Within a geological blink on an eye, a span of only 10 million years, the number of species on the planet tripled. This exotic phenomenon took place within a 40-million-year florescence of life, unlike any before or since known as the Great Ordovician Biodiversification Event, the biggest expansion of biodiversity in Earth’s history.

In the Ordovician almost the entire top of the globe was a vast ocean. Much of the living world was jammed onto shallow seas.
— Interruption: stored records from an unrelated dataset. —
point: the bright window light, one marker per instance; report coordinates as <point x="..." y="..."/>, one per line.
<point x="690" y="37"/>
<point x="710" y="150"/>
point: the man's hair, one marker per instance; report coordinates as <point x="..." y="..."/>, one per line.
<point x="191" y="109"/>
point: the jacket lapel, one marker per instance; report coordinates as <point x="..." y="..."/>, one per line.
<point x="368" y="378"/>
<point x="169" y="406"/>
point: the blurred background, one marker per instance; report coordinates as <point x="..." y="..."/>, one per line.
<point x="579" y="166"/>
Reefs, writes Peter Brannen in Ends of the World, began to grow in tiers and complexity, larvae took to the surface waters to avoid the gauntlet of tentacles on the seafloor, and animals began to burrow deeper in the muck to avoid the menace of squidlike monsters and giant sea scorpions the size of a human being.

One fascinating theory suggests that Diversity’s Big Bang is owed to a great collision in outer space 470 million years ago –the largest documented asteroid breakup event. In the vast empty spaces between Mars and Jupiter, an immense, soundless collision destroyed an asteroid more than 100 kilometers in size, sending mile-long shards of the wreck swirling through the solar system.
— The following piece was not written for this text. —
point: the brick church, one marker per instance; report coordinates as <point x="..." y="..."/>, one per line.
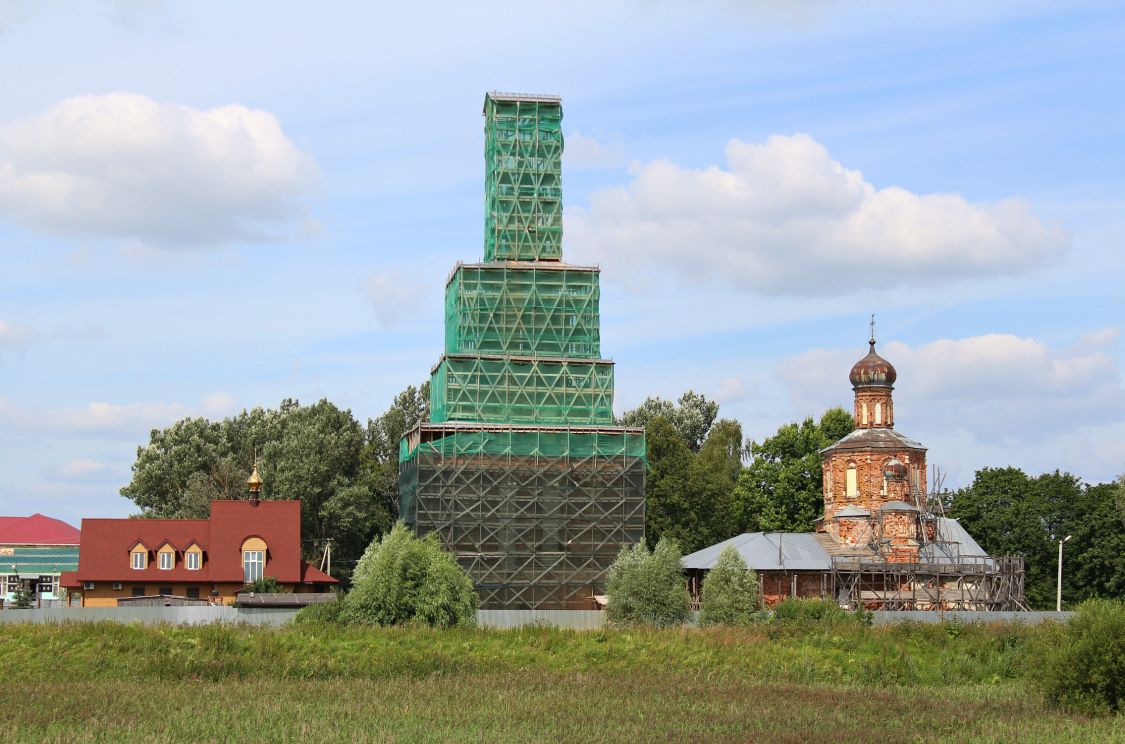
<point x="882" y="543"/>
It was the largest asteroid breakup in billions of years. For a few million years afterwards, the earth absorbed the scattershot fallout from this collision in a hail of asteroids, one of which put an abrupt end to the age of dinosaurs.

A 2008 Nature Geoscience paper argued that this Ordovician barrage from smaller rocks might have actually jump started the epoch, electrifying biodiversity by disrupting biocommunities, clearing up ecospace, and just generally shaking things up. The enormous sea scorpion, writes Brannen, was found in Iowa was discovered living in the watery ruins of one such crater dating to around 470 million years ago.

Other craters of the same age are found in Oklahoma, in Wisconsin, and on the Slate Islands in Lake Superior. Across the globe, meteorite materials in Sweden, Russia, and China all similarly date to around 470 million years ago. Even today, most earthbound meteorites come from the swarm of debris created by this massive primeval collision. It should be stressed that this was not the only reason why diversification occurred at the time: other epochal changes such as a dramatic surge in Earth’s oxygen levels in air and water reaching near modern levels, as well as ocean cooling, increased nutrient supply in the oceans and predation pressure.

But as with as evolutionary ages, this world was doomed. In the closing chapters of the Ordovician, 85 percent of life on Earth would be wiped out.